County focus; Northern lights' great expectation

Derek Pringle weighs the prospects of Championship glory for Lancashire
Click to follow
The Independent Online
CLEAN sweeps in Manchester, despite the city's sooty industrial past, have nearly always been associated with a certain big-spending football club. But though the winter game may have monopolised the dreams of the Mancunian masses, it is the summer's cricket that may yet deliver the heady reality of grand slam glory to Old Trafford.

Half a mile from the mecca that is Manchester United, the other Old Trafford is on song; Lancashire County Cricket Club are on course for their best ever season. Handily placed in all four major competitions, they begin their quest for cricket's "holy grail", when they play Kent in Saturday's Benson and Hedges Cup final at Lord's. It promises much, not least a resurgent North versus a South clinging to past deeds; pitting sippers against suppers and Pimm's against ale.

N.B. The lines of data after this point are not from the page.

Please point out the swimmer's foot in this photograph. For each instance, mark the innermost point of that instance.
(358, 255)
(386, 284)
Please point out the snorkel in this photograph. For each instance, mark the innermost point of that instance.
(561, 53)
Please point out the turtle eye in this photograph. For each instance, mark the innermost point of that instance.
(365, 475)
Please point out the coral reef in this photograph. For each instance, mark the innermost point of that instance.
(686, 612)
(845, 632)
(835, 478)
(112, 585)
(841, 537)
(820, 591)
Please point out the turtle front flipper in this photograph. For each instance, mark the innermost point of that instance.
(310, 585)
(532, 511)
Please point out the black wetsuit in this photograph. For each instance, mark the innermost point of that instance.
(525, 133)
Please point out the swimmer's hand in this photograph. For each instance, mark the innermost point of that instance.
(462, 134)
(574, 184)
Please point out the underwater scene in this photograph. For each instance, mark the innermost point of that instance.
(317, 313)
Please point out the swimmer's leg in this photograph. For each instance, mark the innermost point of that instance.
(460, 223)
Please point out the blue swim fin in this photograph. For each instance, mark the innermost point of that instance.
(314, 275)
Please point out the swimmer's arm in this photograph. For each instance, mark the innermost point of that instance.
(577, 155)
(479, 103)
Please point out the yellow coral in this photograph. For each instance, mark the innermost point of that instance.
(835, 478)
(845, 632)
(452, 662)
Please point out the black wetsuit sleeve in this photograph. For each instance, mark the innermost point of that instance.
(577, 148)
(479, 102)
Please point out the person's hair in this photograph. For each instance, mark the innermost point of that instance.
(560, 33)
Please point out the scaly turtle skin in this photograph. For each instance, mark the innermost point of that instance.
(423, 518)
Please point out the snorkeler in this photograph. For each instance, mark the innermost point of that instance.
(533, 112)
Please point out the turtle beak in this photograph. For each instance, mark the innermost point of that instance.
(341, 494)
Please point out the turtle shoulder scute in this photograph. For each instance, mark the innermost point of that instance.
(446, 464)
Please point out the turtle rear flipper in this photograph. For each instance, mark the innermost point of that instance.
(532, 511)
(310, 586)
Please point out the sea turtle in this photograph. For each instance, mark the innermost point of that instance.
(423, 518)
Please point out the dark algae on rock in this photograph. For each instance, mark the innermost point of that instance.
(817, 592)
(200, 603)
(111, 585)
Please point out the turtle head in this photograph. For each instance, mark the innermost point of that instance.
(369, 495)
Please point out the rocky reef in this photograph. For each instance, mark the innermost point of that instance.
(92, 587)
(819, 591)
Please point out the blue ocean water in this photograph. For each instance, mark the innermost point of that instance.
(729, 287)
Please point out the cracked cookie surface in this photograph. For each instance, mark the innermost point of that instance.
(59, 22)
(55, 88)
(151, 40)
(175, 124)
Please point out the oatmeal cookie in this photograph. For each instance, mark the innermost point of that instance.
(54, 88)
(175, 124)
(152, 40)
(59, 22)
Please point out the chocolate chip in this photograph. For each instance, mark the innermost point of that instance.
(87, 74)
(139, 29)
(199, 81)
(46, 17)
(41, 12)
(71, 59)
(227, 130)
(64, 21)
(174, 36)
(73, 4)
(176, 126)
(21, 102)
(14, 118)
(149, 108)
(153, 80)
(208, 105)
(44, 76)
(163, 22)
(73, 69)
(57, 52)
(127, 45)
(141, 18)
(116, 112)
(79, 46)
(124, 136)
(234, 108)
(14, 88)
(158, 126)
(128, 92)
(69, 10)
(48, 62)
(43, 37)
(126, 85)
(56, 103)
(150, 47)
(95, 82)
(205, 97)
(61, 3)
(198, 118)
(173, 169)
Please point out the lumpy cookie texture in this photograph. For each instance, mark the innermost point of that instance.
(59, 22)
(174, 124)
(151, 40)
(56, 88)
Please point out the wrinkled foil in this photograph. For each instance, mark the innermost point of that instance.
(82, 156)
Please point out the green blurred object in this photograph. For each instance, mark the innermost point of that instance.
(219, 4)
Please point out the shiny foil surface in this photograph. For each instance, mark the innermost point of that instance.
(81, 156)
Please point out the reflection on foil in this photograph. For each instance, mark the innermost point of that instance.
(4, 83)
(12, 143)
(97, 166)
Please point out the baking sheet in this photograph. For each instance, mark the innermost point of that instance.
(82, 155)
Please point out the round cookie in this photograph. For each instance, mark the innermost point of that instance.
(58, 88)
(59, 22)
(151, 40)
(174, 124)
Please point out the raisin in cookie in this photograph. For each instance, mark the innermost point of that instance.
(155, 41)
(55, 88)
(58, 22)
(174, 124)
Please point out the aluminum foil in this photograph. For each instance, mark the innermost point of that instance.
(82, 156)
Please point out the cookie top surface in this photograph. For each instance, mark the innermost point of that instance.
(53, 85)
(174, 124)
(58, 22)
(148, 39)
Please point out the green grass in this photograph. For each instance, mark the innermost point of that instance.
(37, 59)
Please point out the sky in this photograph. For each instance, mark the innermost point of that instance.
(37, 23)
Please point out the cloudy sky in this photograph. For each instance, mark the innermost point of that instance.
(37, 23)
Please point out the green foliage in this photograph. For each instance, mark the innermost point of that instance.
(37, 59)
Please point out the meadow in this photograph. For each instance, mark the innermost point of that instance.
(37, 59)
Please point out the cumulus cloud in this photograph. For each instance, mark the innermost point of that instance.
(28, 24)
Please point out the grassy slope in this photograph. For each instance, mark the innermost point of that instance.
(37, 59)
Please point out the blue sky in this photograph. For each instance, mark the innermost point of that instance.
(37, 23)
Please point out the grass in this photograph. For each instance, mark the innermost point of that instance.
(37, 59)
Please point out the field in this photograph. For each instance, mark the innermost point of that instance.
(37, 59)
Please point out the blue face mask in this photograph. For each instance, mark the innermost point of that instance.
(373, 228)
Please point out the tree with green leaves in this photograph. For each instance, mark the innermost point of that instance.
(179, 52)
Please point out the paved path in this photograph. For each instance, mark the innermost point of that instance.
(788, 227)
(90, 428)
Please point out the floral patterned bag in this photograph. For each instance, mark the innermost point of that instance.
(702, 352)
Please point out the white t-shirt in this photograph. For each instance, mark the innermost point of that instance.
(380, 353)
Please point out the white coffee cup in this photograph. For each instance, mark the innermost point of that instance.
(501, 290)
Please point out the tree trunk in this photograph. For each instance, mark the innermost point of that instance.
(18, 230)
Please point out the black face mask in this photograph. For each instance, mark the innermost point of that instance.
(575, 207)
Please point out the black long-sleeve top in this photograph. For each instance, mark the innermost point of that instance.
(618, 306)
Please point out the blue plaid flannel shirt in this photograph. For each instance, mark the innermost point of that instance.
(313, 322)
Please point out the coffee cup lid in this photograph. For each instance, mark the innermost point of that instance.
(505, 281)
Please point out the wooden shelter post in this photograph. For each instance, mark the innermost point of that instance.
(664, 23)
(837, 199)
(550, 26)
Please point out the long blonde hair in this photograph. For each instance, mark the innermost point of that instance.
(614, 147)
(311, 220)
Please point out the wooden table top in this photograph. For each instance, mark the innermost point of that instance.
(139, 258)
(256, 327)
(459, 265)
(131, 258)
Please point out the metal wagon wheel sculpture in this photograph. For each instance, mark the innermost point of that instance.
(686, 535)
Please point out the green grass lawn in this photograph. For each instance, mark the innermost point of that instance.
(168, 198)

With three men (Atherton, Gallian and Martin) in the England side and three more (Watkinson, Crawley and Chapple) on the fringes, no side at present epitomises northern England's cricketing renaissance as overtly as Lancashire, who must start the day as favourites. However, their captain Mike Watkinson is more cautious. "I think it will be pretty even," he said, back with his county after being left out by England for the Third Test. "Kent have some dangerous players, who can adapt to the rapidly changing situations of one-day cricket."

Doubts may linger in Lancashire minds. Their 34-year long allergy to the Championship irks many, not least those pushing the club's future as a member of the high-profile "Big Five". Watkinson, while acknowledging "superb support", reckons there is an element of the membership who won't be content until the club have again won the famous pennant (they shared the title with Surrey in 1950). "In the past, Lancashire have perhaps under-achieved in this area, but this year, we've definitely got a side capable of winning it," Watkinson said.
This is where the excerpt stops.